Remember, the GCD must be a factor of all terms in the group, which helps in breaking down complex expressions in a simpler form.
For example, in the expression \(uv - 9u\), both terms contain the variable 'u'. Thus, 'u' is the GCD of this pair, making it possible to factor 'u' out:
\[ u(v - 9) \]
Similarly, for the expression \(2v - 18\), both terms share a numerical factor of 2. Thus, 2 is the GCD of this pair, allowing us to factor 2 out:
\[ 2(v - 9) \]
Identifying the GCD correctly simplifies your work and helps to find common factors easily.
Remember, the GCD must be a factor of all terms in the group, which helps in breaking down complex expressions in a simpler form.
binomial factor
A binomial factor refers to an expression involving a sum or difference of two terms that can be factored out of a larger expression.
Consider the factored pairs from the problem: \( u(v - 9) \) and \( 2(v - 9) \).
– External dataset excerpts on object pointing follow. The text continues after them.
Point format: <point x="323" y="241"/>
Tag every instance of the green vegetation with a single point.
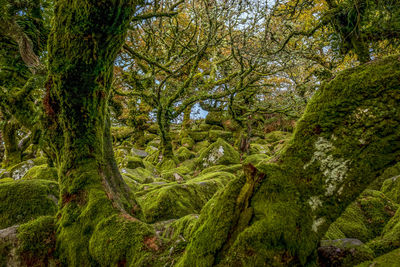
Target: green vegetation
<point x="199" y="133"/>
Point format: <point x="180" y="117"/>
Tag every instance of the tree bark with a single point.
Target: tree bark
<point x="85" y="39"/>
<point x="276" y="214"/>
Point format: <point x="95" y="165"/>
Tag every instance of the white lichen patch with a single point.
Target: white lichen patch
<point x="214" y="156"/>
<point x="314" y="202"/>
<point x="317" y="223"/>
<point x="334" y="169"/>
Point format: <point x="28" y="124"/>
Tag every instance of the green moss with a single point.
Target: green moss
<point x="259" y="149"/>
<point x="276" y="136"/>
<point x="119" y="240"/>
<point x="218" y="153"/>
<point x="122" y="132"/>
<point x="223" y="168"/>
<point x="390" y="259"/>
<point x="133" y="162"/>
<point x="255" y="159"/>
<point x="42" y="172"/>
<point x="214" y="118"/>
<point x="182" y="227"/>
<point x="199" y="136"/>
<point x="366" y="217"/>
<point x="391" y="188"/>
<point x="25" y="200"/>
<point x="390" y="237"/>
<point x="184" y="154"/>
<point x="345" y="252"/>
<point x="37" y="240"/>
<point x="187" y="142"/>
<point x="171" y="201"/>
<point x="201" y="145"/>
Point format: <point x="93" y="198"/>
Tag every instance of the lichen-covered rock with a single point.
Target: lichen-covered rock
<point x="223" y="168"/>
<point x="18" y="171"/>
<point x="132" y="162"/>
<point x="184" y="154"/>
<point x="218" y="153"/>
<point x="24" y="200"/>
<point x="171" y="201"/>
<point x="345" y="252"/>
<point x="215" y="134"/>
<point x="42" y="172"/>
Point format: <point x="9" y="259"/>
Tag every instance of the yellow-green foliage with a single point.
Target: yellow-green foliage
<point x="37" y="240"/>
<point x="173" y="200"/>
<point x="42" y="172"/>
<point x="25" y="200"/>
<point x="119" y="240"/>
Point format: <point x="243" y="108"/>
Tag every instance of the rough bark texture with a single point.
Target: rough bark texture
<point x="348" y="135"/>
<point x="85" y="39"/>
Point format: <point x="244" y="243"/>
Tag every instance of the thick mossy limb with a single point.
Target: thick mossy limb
<point x="348" y="135"/>
<point x="36" y="241"/>
<point x="25" y="200"/>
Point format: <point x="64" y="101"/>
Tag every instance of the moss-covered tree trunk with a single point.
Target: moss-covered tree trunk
<point x="164" y="124"/>
<point x="276" y="214"/>
<point x="13" y="154"/>
<point x="85" y="38"/>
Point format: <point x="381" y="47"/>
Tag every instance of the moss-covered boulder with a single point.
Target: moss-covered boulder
<point x="276" y="136"/>
<point x="214" y="118"/>
<point x="121" y="133"/>
<point x="390" y="259"/>
<point x="259" y="149"/>
<point x="187" y="142"/>
<point x="390" y="237"/>
<point x="184" y="154"/>
<point x="132" y="162"/>
<point x="218" y="153"/>
<point x="391" y="188"/>
<point x="174" y="200"/>
<point x="365" y="218"/>
<point x="19" y="170"/>
<point x="215" y="134"/>
<point x="42" y="172"/>
<point x="24" y="200"/>
<point x="345" y="252"/>
<point x="199" y="136"/>
<point x="36" y="241"/>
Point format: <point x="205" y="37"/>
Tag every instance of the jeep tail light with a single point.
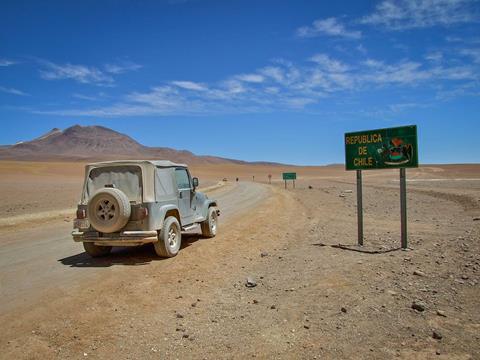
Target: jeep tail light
<point x="142" y="213"/>
<point x="81" y="214"/>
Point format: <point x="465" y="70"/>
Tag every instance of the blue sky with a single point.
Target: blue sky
<point x="254" y="80"/>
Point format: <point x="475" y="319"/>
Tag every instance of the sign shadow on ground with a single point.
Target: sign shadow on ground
<point x="132" y="256"/>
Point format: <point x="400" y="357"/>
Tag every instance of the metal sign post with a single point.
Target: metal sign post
<point x="359" y="208"/>
<point x="392" y="148"/>
<point x="403" y="207"/>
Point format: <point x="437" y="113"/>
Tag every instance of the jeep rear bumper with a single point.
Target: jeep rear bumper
<point x="124" y="238"/>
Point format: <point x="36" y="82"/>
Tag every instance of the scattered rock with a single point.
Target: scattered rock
<point x="419" y="305"/>
<point x="441" y="313"/>
<point x="418" y="273"/>
<point x="250" y="282"/>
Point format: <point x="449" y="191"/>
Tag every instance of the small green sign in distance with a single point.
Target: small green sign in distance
<point x="382" y="149"/>
<point x="289" y="176"/>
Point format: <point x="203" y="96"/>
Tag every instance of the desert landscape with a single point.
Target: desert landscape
<point x="271" y="284"/>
Both expressions share the binomial factor \((v - 9)\).
This common binomial factor can be further factored out to show the expression in a completely factored form:
\[ u(v - 9) + 2(v - 9) \rightarrow (v - 9)(u + 2) \]
Binomial factors are convenient as they often appear when performing algebraic factoring, allowing multiple terms to be combined into simpler product forms.
Finding and factoring out common binomial factors simplifies expressions and reveals hidden commonalities between different terms.
Consider the factored pairs from the problem: \( u(v - 9) \) and \( 2(v - 9) \). Both expressions share the binomial factor \((v - 9)\).
This common binomial factor can be further factored out to show the expression in a completely factored form:
\[ u(v - 9) + 2(v - 9) \rightarrow (v - 9)(u + 2) \]
Binomial factors are convenient as they often appear when performing algebraic factoring, allowing multiple terms to be combined into simpler product forms.
Finding and factoring out common binomial factors simplifies expressions and reveals hidden commonalities between different terms.
algebraic factoring
Algebraic factoring involves breaking down algebraic expressions into their simplest components, or factors.
One effective method used in this problem is factoring by grouping.
First, expressions are grouped into pairs, like so:
(uv - 9u) and (2v - 18).
Next, each pair is factored by their GCD:
\[ u(v - 9) \text { and } 2(v - 9) \]
Finally, any common binomial factors are factored out. This process reveals the original expression as a product of simpler expressions:
\[ (v - 9)(u + 2) \]
This method is powerful because it leverages the shared factors between groups to simplify complex algebraic expressions.
Algebraic factoring not only simplifies expressions but also aids in solving equations and understanding mathematical relationships between terms.
One effective method used in this problem is factoring by grouping.
First, expressions are grouped into pairs, like so:
(uv - 9u) and (2v - 18).
Next, each pair is factored by their GCD:
\[ u(v - 9) \text { and } 2(v - 9) \]
Finally, any common binomial factors are factored out. This process reveals the original expression as a product of simpler expressions:
\[ (v - 9)(u + 2) \]
This method is powerful because it leverages the shared factors between groups to simplify complex algebraic expressions.
Algebraic factoring not only simplifies expressions but also aids in solving equations and understanding mathematical relationships between terms.